- Summerdale Location within the U.S. state of Pennsylvania Summerdale Summerdale (the United States)
- Coordinates: 40°17′37″N 76°55′35″W﻿ / ﻿40.29361°N 76.92639°W
- Country: United States
- State: Pennsylvania
- County: Cumberland
- Township: East Pennsboro

Area
- • Total: 0.12 sq mi (0.3 km^{2})
- • Land: 0.12 sq mi (0.3 km^{2})
- Time zone: UTC-5 (Eastern (EST))
- • Summer (DST): UTC-4 (EDT)
- ZIP codes: 17093
- Area code: 717
- GNIS feature ID: 1189024

= Summerdale, Pennsylvania =

Unincorporated community in Pennsylvania, US

Summerdale is an unincorporated community located in East Pennsboro Township, Cumberland County, Pennsylvania, United States. As of 2020, the community had an estimated population of 705. Central Pennsylvania College and the Capital Area Intermediate Unit are located in Summerdale. It is part of the Harrisburg-Carlisle Metropolitan Statistical Area.

== Geography ==
Summerdale is located at 40°18'41" North, 76°55'54" West, on the west side of U.S. Route 11/15 and the south side of Interstate 81. These two highways interchange just north of Summerdale.

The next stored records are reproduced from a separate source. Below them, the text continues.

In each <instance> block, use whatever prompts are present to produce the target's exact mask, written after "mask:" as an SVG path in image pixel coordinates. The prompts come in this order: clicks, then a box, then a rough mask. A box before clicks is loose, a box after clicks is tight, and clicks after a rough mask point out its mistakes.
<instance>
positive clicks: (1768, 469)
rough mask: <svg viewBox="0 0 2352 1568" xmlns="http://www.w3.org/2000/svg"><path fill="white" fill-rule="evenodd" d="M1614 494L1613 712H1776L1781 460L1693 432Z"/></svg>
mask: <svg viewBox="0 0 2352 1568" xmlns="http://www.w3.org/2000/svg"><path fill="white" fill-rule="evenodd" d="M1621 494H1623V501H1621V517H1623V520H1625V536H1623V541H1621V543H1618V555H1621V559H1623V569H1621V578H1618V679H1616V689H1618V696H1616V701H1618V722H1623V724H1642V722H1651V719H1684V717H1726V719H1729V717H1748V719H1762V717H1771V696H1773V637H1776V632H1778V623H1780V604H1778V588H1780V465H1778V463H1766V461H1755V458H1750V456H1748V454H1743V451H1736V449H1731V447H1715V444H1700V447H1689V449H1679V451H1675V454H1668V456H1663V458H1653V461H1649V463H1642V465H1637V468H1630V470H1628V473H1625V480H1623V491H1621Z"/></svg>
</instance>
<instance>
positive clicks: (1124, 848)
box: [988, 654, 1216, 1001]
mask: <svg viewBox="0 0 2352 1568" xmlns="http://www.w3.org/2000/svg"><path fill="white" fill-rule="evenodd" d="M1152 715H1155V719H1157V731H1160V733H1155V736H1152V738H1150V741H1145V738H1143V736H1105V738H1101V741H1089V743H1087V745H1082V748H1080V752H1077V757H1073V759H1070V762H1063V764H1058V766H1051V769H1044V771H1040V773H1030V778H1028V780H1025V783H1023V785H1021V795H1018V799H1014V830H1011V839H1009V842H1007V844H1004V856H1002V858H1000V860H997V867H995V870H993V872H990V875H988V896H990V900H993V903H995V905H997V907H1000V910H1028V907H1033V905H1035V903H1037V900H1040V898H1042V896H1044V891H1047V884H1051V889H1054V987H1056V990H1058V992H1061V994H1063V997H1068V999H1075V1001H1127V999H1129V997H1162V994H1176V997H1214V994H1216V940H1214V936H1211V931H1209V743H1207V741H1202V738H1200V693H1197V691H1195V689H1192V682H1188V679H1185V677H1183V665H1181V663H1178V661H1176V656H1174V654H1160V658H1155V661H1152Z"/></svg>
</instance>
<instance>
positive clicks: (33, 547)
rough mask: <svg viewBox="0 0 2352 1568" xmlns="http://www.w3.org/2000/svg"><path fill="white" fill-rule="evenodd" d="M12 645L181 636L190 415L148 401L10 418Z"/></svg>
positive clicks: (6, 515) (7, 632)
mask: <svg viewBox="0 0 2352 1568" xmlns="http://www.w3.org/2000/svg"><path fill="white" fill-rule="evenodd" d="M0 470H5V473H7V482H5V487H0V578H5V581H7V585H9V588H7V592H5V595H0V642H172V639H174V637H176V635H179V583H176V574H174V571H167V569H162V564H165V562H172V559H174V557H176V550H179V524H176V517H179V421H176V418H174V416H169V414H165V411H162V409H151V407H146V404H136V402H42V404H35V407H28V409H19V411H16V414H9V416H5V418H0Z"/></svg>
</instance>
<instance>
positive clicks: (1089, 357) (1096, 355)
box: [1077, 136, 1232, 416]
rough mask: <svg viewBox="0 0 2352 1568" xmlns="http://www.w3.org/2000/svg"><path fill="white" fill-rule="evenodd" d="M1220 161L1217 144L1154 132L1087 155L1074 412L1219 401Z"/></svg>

Summerdale was laid out by Harry Horner in 1909 out of a 115-acre parcel of land. As people from Harrisburg came over the river by trolley during the summers, a dance hall was erected in 1910.

In 2009, Summerdale held a Centennial Celebration. There was a parade, games, and a year-long celebration dedicated to the small town of Summerdale.